Major influences on the subgenre include the social novels of Jane Austen, the drawing room comedies of Oscar Wilde and P. G. Wodehouse, and the historical romances of Georgette Heyer. Many authors also draw from nineteenth century popular novelists such as Anthony Trollope, the Brontë sisters, and Charles Dickens. Traditional romances of swashbuckling adventure such as The Three Musketeers by Alexandre Dumas, The Scarlet Pimpernel by Baroness Orczy, or the works of Rafael Sabatini may also be influences. The Ruritanian romances typified by The Prisoner of Zenda by Anthony Hope, or George Barr McCutcheon's Graustark itself, are also of some consequence as literary precedents, as are the historical novels of Dorothy Dunnett. Although such works all contain elements that influenced the genre, the first example of the genre-proper is widely considered to be Gormenghast by Mervyn Peake.

Characteristics
A typical fantasy of manners tale will involve a romantic adventure that turns on some point of social punctilio or intrigue. Magic, fantastic races, and legendary creatures are downplayed within the genre, or dismissed entirely, and the technology is typically no more advanced than is expected of the period. Indeed, but for the fact that the settings are usually entirely fictional, some of the books considered "fantasy of manners" could be also considered historical fiction, and some do cross over with historical fantasy. Conflicts tend to be of lower stakes, typically limited to social consequences instead of life-and-death situations, and plots may involve courtship and marriage.

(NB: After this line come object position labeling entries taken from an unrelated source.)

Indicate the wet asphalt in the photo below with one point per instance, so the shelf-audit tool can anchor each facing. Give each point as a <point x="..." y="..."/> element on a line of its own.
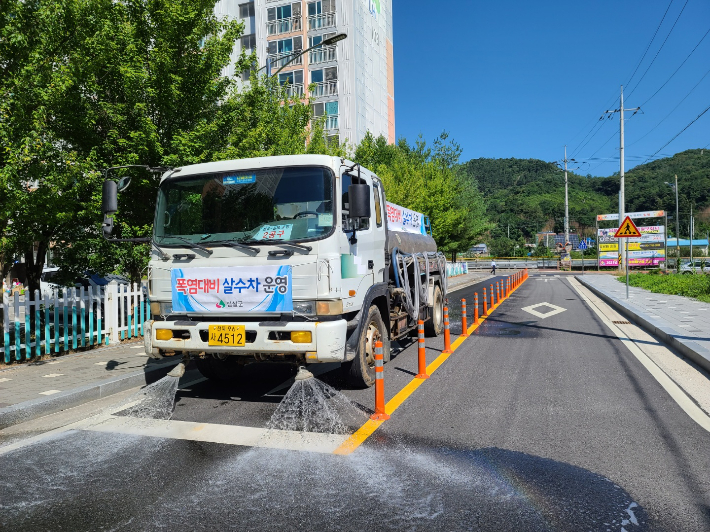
<point x="532" y="424"/>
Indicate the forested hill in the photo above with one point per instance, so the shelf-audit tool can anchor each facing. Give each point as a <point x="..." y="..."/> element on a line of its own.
<point x="527" y="195"/>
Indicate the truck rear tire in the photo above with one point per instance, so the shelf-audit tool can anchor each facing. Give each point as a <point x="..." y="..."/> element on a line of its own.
<point x="217" y="369"/>
<point x="360" y="372"/>
<point x="435" y="326"/>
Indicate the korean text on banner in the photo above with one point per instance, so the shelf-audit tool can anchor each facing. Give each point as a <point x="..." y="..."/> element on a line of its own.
<point x="232" y="289"/>
<point x="404" y="220"/>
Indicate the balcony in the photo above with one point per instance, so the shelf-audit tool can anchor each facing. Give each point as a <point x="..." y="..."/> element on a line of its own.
<point x="279" y="60"/>
<point x="325" y="88"/>
<point x="323" y="54"/>
<point x="324" y="20"/>
<point x="331" y="124"/>
<point x="294" y="90"/>
<point x="283" y="25"/>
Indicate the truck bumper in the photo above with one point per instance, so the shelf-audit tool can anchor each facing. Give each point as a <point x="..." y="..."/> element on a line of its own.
<point x="327" y="339"/>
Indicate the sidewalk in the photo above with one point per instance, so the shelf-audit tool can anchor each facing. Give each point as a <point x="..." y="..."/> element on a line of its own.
<point x="47" y="386"/>
<point x="680" y="322"/>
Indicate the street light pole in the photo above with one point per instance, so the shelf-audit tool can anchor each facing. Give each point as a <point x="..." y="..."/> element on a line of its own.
<point x="325" y="42"/>
<point x="566" y="202"/>
<point x="677" y="227"/>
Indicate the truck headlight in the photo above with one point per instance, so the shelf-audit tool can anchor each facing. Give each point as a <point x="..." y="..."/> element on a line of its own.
<point x="305" y="307"/>
<point x="160" y="309"/>
<point x="329" y="308"/>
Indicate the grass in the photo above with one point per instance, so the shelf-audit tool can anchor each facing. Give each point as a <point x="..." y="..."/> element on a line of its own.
<point x="695" y="286"/>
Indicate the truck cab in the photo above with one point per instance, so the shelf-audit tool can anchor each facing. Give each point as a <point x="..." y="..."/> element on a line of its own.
<point x="277" y="259"/>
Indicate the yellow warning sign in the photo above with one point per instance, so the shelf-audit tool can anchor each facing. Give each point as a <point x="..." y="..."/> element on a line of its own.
<point x="627" y="229"/>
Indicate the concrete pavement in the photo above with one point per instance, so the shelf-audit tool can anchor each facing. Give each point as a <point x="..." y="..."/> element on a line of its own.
<point x="680" y="322"/>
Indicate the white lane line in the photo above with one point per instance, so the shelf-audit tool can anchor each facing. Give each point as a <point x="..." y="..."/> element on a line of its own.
<point x="675" y="391"/>
<point x="543" y="315"/>
<point x="224" y="434"/>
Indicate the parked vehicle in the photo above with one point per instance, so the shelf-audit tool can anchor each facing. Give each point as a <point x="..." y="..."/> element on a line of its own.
<point x="695" y="266"/>
<point x="288" y="259"/>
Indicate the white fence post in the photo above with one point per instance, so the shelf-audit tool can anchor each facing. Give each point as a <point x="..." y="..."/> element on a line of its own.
<point x="111" y="312"/>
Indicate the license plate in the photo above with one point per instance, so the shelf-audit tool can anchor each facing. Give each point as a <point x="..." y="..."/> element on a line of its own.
<point x="229" y="335"/>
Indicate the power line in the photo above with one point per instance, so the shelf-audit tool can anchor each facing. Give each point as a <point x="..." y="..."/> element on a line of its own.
<point x="650" y="43"/>
<point x="677" y="69"/>
<point x="659" y="50"/>
<point x="673" y="110"/>
<point x="681" y="131"/>
<point x="582" y="143"/>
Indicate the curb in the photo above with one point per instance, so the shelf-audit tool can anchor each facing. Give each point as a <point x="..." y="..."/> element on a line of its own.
<point x="28" y="410"/>
<point x="668" y="335"/>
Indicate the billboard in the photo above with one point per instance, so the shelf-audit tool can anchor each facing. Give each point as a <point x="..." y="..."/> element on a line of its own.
<point x="646" y="250"/>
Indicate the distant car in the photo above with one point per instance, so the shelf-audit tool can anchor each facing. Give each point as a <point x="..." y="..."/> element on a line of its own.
<point x="95" y="280"/>
<point x="696" y="266"/>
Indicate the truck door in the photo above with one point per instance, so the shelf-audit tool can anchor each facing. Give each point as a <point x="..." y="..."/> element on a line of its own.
<point x="357" y="261"/>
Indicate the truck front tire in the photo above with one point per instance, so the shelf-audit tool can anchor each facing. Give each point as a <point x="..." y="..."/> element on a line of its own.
<point x="360" y="372"/>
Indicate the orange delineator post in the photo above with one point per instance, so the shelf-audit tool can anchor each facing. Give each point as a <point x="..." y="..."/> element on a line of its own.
<point x="379" y="414"/>
<point x="422" y="352"/>
<point x="464" y="324"/>
<point x="475" y="308"/>
<point x="447" y="333"/>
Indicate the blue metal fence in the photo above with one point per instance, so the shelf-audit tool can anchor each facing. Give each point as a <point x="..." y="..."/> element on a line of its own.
<point x="69" y="319"/>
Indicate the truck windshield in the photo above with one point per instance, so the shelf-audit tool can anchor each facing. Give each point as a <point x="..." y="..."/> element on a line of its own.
<point x="258" y="206"/>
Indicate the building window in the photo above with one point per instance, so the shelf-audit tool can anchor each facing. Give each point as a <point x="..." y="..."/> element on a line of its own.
<point x="246" y="10"/>
<point x="317" y="39"/>
<point x="249" y="42"/>
<point x="321" y="6"/>
<point x="324" y="74"/>
<point x="285" y="46"/>
<point x="295" y="77"/>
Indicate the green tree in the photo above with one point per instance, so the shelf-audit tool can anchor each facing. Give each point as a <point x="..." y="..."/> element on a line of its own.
<point x="423" y="179"/>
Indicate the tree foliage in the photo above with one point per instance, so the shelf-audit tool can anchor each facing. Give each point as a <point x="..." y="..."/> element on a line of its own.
<point x="423" y="179"/>
<point x="525" y="196"/>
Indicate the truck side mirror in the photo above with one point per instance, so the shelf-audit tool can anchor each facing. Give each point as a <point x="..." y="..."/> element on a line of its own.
<point x="359" y="201"/>
<point x="109" y="198"/>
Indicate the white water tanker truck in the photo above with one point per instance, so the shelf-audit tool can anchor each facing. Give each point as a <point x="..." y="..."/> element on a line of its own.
<point x="294" y="259"/>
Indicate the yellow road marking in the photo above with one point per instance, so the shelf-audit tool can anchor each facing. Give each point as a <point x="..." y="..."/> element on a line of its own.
<point x="370" y="426"/>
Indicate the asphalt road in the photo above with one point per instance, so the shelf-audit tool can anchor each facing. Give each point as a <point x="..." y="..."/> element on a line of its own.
<point x="534" y="423"/>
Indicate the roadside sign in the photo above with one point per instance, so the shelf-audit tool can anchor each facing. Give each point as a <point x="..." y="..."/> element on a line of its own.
<point x="627" y="229"/>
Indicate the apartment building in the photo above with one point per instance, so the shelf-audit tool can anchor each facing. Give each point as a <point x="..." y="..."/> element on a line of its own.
<point x="353" y="80"/>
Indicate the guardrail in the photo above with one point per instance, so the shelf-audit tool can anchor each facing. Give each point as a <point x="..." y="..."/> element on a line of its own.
<point x="69" y="319"/>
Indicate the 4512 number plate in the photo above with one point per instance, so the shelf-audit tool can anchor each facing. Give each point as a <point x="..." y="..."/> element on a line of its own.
<point x="227" y="335"/>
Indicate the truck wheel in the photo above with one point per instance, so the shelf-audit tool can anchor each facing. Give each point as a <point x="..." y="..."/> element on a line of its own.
<point x="360" y="372"/>
<point x="435" y="326"/>
<point x="217" y="369"/>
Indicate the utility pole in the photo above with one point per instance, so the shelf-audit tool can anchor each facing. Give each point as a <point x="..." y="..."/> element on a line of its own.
<point x="677" y="228"/>
<point x="566" y="202"/>
<point x="622" y="198"/>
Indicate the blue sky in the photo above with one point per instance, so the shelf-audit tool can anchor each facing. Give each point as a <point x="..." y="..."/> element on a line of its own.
<point x="522" y="79"/>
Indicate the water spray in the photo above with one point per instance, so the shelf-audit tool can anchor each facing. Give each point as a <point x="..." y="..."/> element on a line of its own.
<point x="178" y="371"/>
<point x="303" y="374"/>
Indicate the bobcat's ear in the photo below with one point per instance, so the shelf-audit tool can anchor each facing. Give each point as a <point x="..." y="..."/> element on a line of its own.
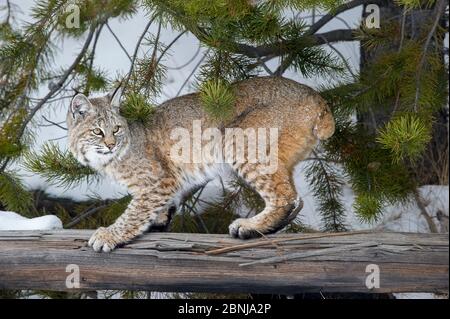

Other authors who have written books considered to fall into the subgenre include:
Katherine Addison (The Goblin Emperor)
Kage Baker
Galen Beckett (The Magicians and Mrs Quent series)
Marie Brennan (Memoirs of Lady Trent series)
Steven Brust (Khaavren Romances)
Lois McMaster Bujold (A Civil Campaign)
Emma Bull
Stephanie Burgis (Snowspelled and its sequels)
Gail Carriger (Parasol Protectorate series, beginning with Soulless)
Zen Cho (Sorcerer to the Crown)
Susanna Clarke (Jonathan Strange & Mr Norrell)
Pamela Dean
E. R. Eddison
Teresa Edgerton (Mask and Dagger duology)
Lynn Flewelling
John M. Ford
Barbara Hambly
Heather Rose Jones
Mary Robinette Kowal (Glamourist Histories series)
Ellen Kushner (The Riverside series, beginning with Swordspoint)
Scott Lynch
Patricia A. McKillip (Ombria in Shadow)
Michael Moorcock
Alexei Panshin
Mervyn Peake
C. L. Polk (The Kingston Cycle, beginning with Witchmark)
Natasha Pulley
Tansy Rayner Roberts (Teacup Magic series)
Delia Sherman
Sherwood Smith (Crown Duel)
Caroline Stevermer
Charles Stross (The Merchant Princes series)
Molly Tanzer 
Jack Vance
Paula Volsky
Tilly Wallace (Manners and Monsters series)
Jo Walton (Tooth and Claw)
Walter Jon Williams (Drake Maijstral series)
Patricia Wrede

Screen versions considered fantasy of manners include:

Jonathan Strange & Mr Norrell (2015): Television miniseries adaptation of Susanna Clarke's novel about rival magicians in Regency England.

Pride and Prejudice and Zombies (2016): A straightforward film revision of the classic novel, with Elizabeth Bennet slaying hordes of the undead between unwanted proposals.

A class of fantasies set in contemporary times and blending some characteristics of fantasies of manners with the subgenre urban fantasy has been dubbed, tongue-even-further-in-cheek, elfpunk.